Why it mattersA foundation for research into small, locally-hosted reasoning models - architectures and training recipes you can take apart and modify, instead of treating an API as a black box.

PythonPyTorchTensorBoard

What it does

A decoder-only GPT, written from scratch in PyTorch, used as a sandbox for model-optimisation experiments. RoPE positional encoding, RMSNorm, SwiGLU feed-forward blocks, flash attention via scaled_dot_product_attention, a weight-tied lm_head, and a BPE tokenizer trained on the same corpus - intentionally close to a modern LLaMA-flavoured transformer, but small enough to fit on a single consumer GPU.

Where it applies

  • Personal research into how small a reliable reasoning agent can be - the foundation for a locally-hosted model with behavioural guarantees you cannot extract from a black-box API.
  • Architecture and training-recipe ablations: swap an attention mechanism, change a precision regime, add a quantisation pass, and inspect every layer of the change.
  • A reading reference for anyone learning a modern transformer top-to-bottom in inspectable Python.

How it works (high level)

Standard transformer stack with both a clean one-head-at-a-time attention (for reading) and a fused-QKV multi-head attention with optional flash kernels (for training).
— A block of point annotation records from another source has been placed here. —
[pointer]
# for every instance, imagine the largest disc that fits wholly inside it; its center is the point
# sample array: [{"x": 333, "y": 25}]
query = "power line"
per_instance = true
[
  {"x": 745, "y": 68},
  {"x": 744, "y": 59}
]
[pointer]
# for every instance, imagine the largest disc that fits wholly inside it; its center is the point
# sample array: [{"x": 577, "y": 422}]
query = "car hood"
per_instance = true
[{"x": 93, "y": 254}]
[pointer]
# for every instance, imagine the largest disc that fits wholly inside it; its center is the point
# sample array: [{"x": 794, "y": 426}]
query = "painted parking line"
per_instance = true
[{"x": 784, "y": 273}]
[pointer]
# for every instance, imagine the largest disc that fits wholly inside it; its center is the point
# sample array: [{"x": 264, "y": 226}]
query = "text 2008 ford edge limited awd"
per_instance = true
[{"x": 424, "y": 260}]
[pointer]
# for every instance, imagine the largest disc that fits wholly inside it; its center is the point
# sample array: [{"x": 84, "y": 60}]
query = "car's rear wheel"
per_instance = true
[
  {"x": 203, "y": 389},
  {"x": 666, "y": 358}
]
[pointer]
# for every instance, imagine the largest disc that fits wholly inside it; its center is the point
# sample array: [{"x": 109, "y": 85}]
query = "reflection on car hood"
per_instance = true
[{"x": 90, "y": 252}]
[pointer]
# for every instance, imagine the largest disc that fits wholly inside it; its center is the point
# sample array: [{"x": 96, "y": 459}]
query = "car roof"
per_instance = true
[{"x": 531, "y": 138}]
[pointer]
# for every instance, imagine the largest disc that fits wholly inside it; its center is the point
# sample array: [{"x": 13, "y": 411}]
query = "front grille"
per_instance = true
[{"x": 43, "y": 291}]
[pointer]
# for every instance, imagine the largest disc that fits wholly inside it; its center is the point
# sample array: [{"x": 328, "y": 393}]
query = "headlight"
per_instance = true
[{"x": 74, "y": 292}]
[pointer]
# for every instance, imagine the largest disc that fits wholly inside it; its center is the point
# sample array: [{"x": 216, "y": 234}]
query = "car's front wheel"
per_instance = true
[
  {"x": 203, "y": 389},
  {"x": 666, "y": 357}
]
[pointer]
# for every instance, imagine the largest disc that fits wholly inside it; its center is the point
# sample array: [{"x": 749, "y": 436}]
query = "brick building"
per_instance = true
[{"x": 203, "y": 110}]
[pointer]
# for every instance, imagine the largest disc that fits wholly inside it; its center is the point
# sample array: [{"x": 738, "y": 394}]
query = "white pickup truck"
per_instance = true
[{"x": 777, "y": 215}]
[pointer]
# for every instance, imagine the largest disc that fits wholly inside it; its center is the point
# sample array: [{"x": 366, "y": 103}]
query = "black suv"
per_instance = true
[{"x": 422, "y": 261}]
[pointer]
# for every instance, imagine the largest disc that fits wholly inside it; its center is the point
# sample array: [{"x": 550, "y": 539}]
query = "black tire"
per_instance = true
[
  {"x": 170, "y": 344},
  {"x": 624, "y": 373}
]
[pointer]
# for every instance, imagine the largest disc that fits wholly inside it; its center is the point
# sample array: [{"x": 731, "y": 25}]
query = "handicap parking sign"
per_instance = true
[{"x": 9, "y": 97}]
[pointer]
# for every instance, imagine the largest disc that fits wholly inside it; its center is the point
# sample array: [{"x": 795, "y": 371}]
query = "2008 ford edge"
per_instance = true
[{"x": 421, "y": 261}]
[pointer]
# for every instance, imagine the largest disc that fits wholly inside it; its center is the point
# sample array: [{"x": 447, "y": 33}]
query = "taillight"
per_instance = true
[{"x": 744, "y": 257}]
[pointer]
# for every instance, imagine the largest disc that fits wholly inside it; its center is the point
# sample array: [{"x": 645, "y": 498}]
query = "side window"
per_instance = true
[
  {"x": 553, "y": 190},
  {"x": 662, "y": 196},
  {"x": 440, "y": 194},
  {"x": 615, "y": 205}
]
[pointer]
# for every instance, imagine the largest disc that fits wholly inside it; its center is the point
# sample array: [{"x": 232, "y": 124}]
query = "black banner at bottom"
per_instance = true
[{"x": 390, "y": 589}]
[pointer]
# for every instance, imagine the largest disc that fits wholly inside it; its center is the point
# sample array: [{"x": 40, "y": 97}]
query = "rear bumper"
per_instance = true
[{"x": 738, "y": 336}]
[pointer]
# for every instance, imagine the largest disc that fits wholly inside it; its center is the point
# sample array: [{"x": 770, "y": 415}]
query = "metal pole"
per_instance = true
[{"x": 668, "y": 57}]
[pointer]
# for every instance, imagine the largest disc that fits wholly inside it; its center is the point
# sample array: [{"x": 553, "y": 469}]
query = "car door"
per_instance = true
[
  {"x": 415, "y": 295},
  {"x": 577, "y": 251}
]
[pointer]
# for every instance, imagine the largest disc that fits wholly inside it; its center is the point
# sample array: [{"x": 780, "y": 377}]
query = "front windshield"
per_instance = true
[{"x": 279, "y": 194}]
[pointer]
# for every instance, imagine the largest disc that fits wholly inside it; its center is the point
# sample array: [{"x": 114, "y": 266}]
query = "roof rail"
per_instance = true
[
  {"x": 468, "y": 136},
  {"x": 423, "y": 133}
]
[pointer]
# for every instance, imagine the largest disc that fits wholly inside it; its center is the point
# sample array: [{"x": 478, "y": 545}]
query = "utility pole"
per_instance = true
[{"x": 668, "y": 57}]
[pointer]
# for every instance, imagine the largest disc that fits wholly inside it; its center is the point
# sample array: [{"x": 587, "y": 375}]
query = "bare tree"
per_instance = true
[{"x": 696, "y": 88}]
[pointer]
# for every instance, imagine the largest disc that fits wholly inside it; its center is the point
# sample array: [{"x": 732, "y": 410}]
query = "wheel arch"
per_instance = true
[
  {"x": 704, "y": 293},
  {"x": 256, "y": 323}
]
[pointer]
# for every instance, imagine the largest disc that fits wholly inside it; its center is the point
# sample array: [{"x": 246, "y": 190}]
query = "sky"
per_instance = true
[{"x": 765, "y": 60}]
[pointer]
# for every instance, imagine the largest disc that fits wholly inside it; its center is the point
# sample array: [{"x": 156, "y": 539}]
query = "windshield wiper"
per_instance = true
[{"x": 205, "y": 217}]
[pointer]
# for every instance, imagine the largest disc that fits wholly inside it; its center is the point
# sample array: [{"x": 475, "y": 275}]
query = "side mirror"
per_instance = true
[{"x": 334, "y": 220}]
Memory-mapped sharded dataset reader streams FineWeb-Edu shards on the fly. The trainer logs more than the headline loss - gradient norm, parameter norm, update-to-parameter ratio, logit entropy, tokens/sec, GPU peak memory, and a loss-vs-tokens scaling trace - so each run is interpretable in TensorBoard.

Outcome

A clean training stack I can take apart and modify, end to end. Stage one (current) is a correct, modern transformer training pipeline; stage two is the optimisation work; stage three is specialising the model for reliable narrow-domain reasoning that runs entirely on local hardware.

Stack

Python · PyTorch · TensorBoard · custom BPE tokenizer · FineWeb-Edu shards.